Mais liberdade/protestos

Teoricamente, os iraquianos receberam mais liberdade desde a queda de Saddam

“Você tem o direito constitucional de falar. Há uma abundância de mídia no Iraque”, disse Istrabadi.

Em 2019, eclodiram protestos contra o governo do então primeiro-ministro Adel Abdul Mahdi, com manifestantes pedindo uma revisão de um sistema político que dizem ser profundamente corrupto e mantém a maioria dos iraquianos na pobreza.

Embora centenas tenham sido mortos e milhares feridos, foi uma cena que provavelmente não ocorreu durante o governo de Saddam.

Saleh disse que esses protestos em massa, embora causem violência e morte, também inspiram esperança.

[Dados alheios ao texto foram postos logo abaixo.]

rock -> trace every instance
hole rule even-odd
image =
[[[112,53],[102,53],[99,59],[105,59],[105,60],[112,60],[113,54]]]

“O incrível é que a geração mais jovem me dá esperança para o Iraque. Os manifestantes denunciaram o sistema político sectário, a corrupção, a falta de serviços básicos e o alto desemprego. Em suma, os manifestantes pertenciam a uma geração que só conhecia o Iraque como um Estado falido e aspirava a uma abordagem diferente ao exigir um país e direitos, com o slogan “Queremos um país” (Inryd Watan).

Hadad disse que os protestos foram altamente simbólicos porque “foi literalmente o momento em que os iraquianos pararam de se preocupar com terroristas e a guerra e começaram a exigir uma vida melhor”.